Middlemarch cover
Bildungsromans

Middlemarch

„Middlemarch" folgt den miteinander verflochtenen Leben mehrerer Figuren in einer fiktiven englischen Provinzstadt und zeichnet ihre Kämpfe mit Ehe, Ehrgeiz, Reform und gesellschaftlichen Zwängen nach, während ihre idealistischen Hoffnungen mit den Grenzen der menschlichen Natur und der Gesellschaft kollidieren.

Eliot, George · 1994 · 19 min

Lowick Manor und die Ankunft von Will Ladislaw

Dorotheas Besuch auf Lowick Manor, ihrem zukünftigen Zuhause, stellt einen entscheidenden Moment dar, in dem romantische Erwartung auf ernüchternde Realität trifft. Das Herrenhaus selbst wird zu einer Charakterstudie gedämpfter Enttäuschung: aus grünlichem Stein im altenglischen Stil errichtet, beschrieben als „mit kleinen Fenstern und von melancholischem Aussehen.“ Der Besuch verdeutlicht die grundlegende Unvereinbarkeit zwischen Dorotheas idealisierender Natur und der melancholischen Wahrheit ihres bevorstehenden Lebens. Doch selbst als diese Dissonanz offenbar wird, führt das Kapitel Will Ladislaw ein – Casaubons jungen Cousin, dessen Ankunft in Lowick das erste Aufkeimen einer andersartigen Verbindung ankündigt.
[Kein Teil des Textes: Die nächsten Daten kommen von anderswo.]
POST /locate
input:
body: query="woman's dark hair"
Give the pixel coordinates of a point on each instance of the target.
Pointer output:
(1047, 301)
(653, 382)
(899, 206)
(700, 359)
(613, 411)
Die Erzählung verlagert sich daraufhin nach Rom, wo Dorothea Casaubon ihre Hochzeitsreise durch Europa antritt. Der Schauplatz beschwört eine Ära herauf, in der die Romantik noch eine entstehende Bewegung war, die unter deutschen Künstlern gärte, und Reisende über weitaus weniger fundierte Kenntnisse der christlichen Kunst verfügten, als man beim heutigen Publikum voraussetzen dürfte. Im Vatikan steht Will Ladislaw vor der Kunst, als Dorothea auf ihn trifft – eine Begegnung, die sich für beide als lebensverändernd erweisen wird. Kapitel XX enthält einen der ergreifendsten Momente in Dorotheas junger Ehe: allein in ihrer römischen Wohnung, weint sie bitterlich, während ihr Ehemann im Vatikan in seine Studien vertieft ist. Dieser Kummer hat keine konkrete Ursache, die sie hätte benennen können. Stattdessen erlebt Dorothea eine diffuse spirituelle Verzweiflung – die allmähliche Erosion ihrer idealisierten Vision zu etwas weitaus Kleinerem und Erdrückenderem, als sie es sich je hätte vorstellen können.
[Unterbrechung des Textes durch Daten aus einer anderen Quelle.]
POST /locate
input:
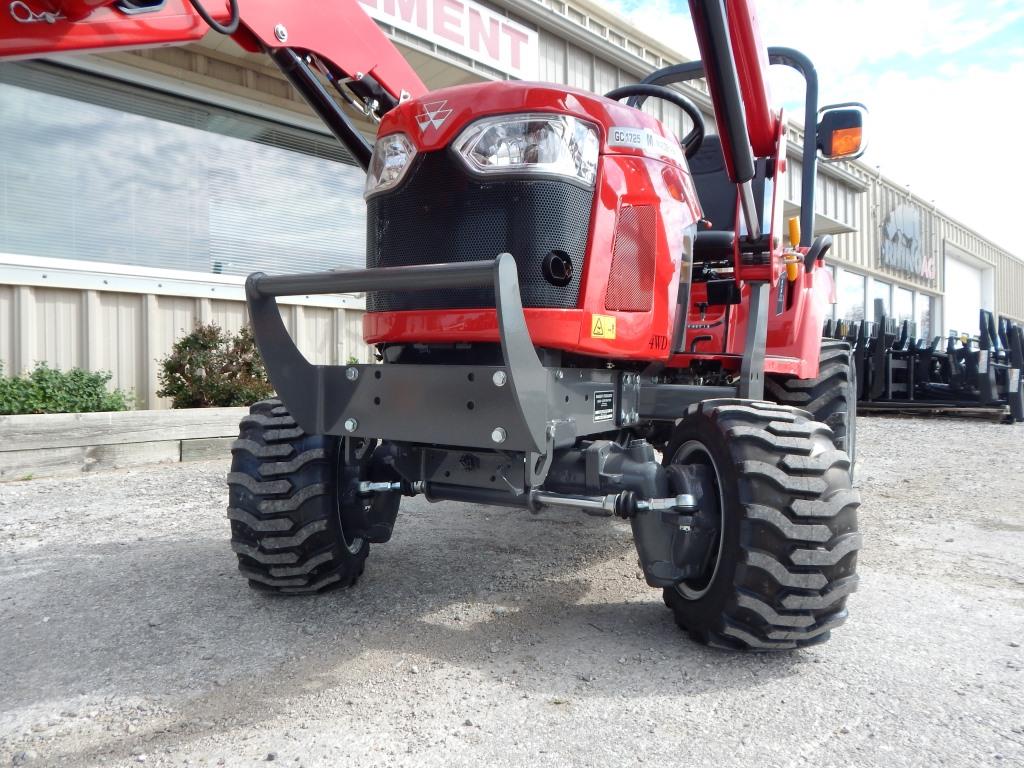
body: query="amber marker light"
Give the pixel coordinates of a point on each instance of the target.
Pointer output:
(847, 141)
Nachdem sie allein über ihre Isolation geweint hat, erhält Dorothea einen unerwarteten Besuch: Will Ladislaw. Ihre Bereitschaft, ihn zu empfangen, offenbart ihr verzweifeltes Bedürfnis nach Verbindung und ihre natürliche Neigung zur Empathie. Dieses entscheidende Kapitel zeichnet ihre zunehmende Vertiefung in die römische Kunstkultur durch Wills eifrige Anleitung nach und beleuchtet gleichzeitig die ersten Risse in ihrer unkritischen Ergebenheit gegenüber ihrem Ehemann. Der Besuch in Adolf Naumanns Atelier wird zu einem Schmelztiegel, in dem Dorotheas naive Idealvorstellungen auf differenziertere Perspektiven treffen, was eine subtile, aber bedeutsame Verschiebung in ihrem Verständnis sowohl der Kunst als auch ihrer Ehe auslöst. Will erweist sich als vollendeter Gesellschaftsmensch, der die delikate Situation geschickt meistert und dabei seine eigene vielschichtige Bewunderung für Dorothea offenbart.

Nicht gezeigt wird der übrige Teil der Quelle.